Just quickly back to DB which I assume is the same DB that invested ~AU$120 million in Crescent Gold CRE back in May at $0.38 per share. Readers can look at CRE reports on the company website;
Reports for all ASX companies can also be read at these pages;
In a September shareholder update advising of commissioning a second ball mill CRE trumpet that production will ramp up to 90,000 ozs of gold PA.
Wow, that will impact the bottom line in Frankfurt.
Do any readers think that DB buying into CRE was a great move ?
If we have faith in DB making a savvy investment in CRE then we should consider getting into CRE while they are still not much above DB's buy in price.

October 1, 2007 | Unregistered CommenterWarwick Hughes

Hmm, it says there's 5 comments but I only see two.

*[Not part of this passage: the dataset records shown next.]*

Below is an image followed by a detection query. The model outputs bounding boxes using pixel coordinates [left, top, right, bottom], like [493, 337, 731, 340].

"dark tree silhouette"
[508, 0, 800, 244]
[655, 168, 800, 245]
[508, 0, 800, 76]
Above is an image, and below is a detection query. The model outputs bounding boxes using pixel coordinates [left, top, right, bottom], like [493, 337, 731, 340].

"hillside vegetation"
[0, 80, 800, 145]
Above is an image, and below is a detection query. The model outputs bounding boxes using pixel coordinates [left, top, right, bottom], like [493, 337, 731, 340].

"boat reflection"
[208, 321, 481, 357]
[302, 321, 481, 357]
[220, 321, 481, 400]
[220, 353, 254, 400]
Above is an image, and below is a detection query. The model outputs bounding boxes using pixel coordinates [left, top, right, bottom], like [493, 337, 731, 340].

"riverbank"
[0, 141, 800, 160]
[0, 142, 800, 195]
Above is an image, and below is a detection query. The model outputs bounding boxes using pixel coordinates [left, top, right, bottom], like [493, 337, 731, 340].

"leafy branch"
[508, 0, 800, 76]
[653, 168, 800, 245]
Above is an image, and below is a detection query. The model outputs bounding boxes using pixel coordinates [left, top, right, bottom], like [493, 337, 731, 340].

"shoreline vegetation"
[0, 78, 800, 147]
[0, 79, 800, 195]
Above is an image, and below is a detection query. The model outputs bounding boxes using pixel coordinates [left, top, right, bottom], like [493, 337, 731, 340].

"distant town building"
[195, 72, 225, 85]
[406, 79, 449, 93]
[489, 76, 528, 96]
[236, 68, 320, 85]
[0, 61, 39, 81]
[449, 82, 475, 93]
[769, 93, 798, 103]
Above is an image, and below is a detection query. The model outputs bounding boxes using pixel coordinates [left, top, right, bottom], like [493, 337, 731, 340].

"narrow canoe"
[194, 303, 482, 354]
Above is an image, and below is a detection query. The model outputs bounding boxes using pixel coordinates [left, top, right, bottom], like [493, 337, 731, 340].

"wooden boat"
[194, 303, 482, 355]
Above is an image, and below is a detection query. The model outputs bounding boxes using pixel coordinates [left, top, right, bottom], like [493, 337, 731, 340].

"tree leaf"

Anyway, joining in the debate here, I have to question Mr. Rico's position in PDN.
Firstly, PDN has a current market cap of over $4 billion US. (Of course, with the US$ falling, this doesn't mean much). However, I doubt that anyone in the uranium industry has enough capital or power to "buyout" PDN, as Mr. Rico suggests; but, that does not preclude some big oil company or other big mining company wanting to get into the game. So it is possible

Secondly, I'm appalled that anyone would invest such a large amount of cash ($700K) in one company. Maybe Mr. Rico has similarly spread his capital around, but it isn't apparent. I do agree that PDN is a producer that will benefit from the nuclear renaisance (sp?) but UUU is bigger, makes better investment decisions, and is growing more rapidly than PDN. I do own some PDN and am happy it is a more stable stock and a good conservative investment.